All this was composed before your telegram - the technique of your communication has by now, I perceive, been established in a
firm and not unfamiliar pattern of the patient, long-suffering, but understanding editor dealing with an exceptionally irritating and unbusinesslike author who does, nevertheless, in the end respond, apologise, and produce, although after delays both maddening and unnecessary, which only the most great-hearted editor would forgive. But in this case, I should like to place the following considerations before you:
Mr Utis would like a little time in which to incorporate ideas induced in him by casual conversations with intelligent persons - e.g. that the rhythm of Soviet scientific theories is induced by extra- scientific considerations - this being a point useful for consumption by local scientists of an anti-anti-Soviet cast of mind. Also, he feels the need to say something, however gently, to deflate the optimism, which surely springs from the heart rather than the head, of those who like Mr X[12] argue that some things are too bad to last, and that enough dishonour must destroy even the worst thieves; Mr Utis does not believe in inner corrosion, and this, pessimistic as it may seem, seems to be worth saying; he is prepared to withdraw the story about the waiter-steward as being perhaps in dubious taste unless it could fitly appear as an epigraph to the whole, in which form he will re-submit it, but will not have the faintest objection if it is eliminated even in this briefer and more mythological guise;[13]

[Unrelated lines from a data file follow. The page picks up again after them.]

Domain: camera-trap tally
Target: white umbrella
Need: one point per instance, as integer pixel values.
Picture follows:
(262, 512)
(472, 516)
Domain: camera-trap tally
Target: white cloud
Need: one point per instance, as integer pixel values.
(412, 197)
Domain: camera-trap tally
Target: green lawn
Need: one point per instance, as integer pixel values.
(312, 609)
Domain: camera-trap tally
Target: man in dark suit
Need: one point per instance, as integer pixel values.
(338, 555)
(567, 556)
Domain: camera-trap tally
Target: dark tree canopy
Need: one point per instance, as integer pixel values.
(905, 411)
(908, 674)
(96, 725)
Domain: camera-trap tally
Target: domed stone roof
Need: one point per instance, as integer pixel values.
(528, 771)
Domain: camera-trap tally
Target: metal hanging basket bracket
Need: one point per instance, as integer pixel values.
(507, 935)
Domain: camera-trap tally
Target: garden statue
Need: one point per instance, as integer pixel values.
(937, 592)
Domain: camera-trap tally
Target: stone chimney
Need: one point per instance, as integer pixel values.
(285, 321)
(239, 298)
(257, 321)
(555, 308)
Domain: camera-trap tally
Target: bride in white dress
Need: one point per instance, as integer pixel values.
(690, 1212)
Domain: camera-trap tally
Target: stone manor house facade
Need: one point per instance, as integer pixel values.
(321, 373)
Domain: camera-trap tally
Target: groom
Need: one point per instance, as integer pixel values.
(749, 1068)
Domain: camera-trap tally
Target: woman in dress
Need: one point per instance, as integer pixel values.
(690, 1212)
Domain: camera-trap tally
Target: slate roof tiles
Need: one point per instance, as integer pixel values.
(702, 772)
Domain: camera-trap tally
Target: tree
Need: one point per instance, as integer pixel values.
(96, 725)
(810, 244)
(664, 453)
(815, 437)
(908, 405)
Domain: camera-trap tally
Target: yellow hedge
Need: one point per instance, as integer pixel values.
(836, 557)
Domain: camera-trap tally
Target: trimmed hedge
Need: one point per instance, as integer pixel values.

It would surely be most advisable for the piece to appear after Mr Utis's friend is out of the country and is not put to unnecessary embarrassment or prevarication. He intends to sail back to his monastery towards the end of March or the beginning of April;
A plus B would have the added advantage of making it possible for the incorporation of any new evidence which may crop up in the intermediate period. However, Mr Utis sticks to his original resolution; the manuscript shall be in the hands of the editor within two or three weeks in a completed form ready to print as it stands. Any additions or alterations - which at this stage are neither likely nor unlikely - could be embedded by mutual consent only if there was something really tempting. Mr Utis's name is O. Utis.
I hope this is not too much for you - do not, I beg you, give me up as altogether beyond the bounds of sweet reasonableness and accommodation. I really think that the arrangement proposed is the best all round.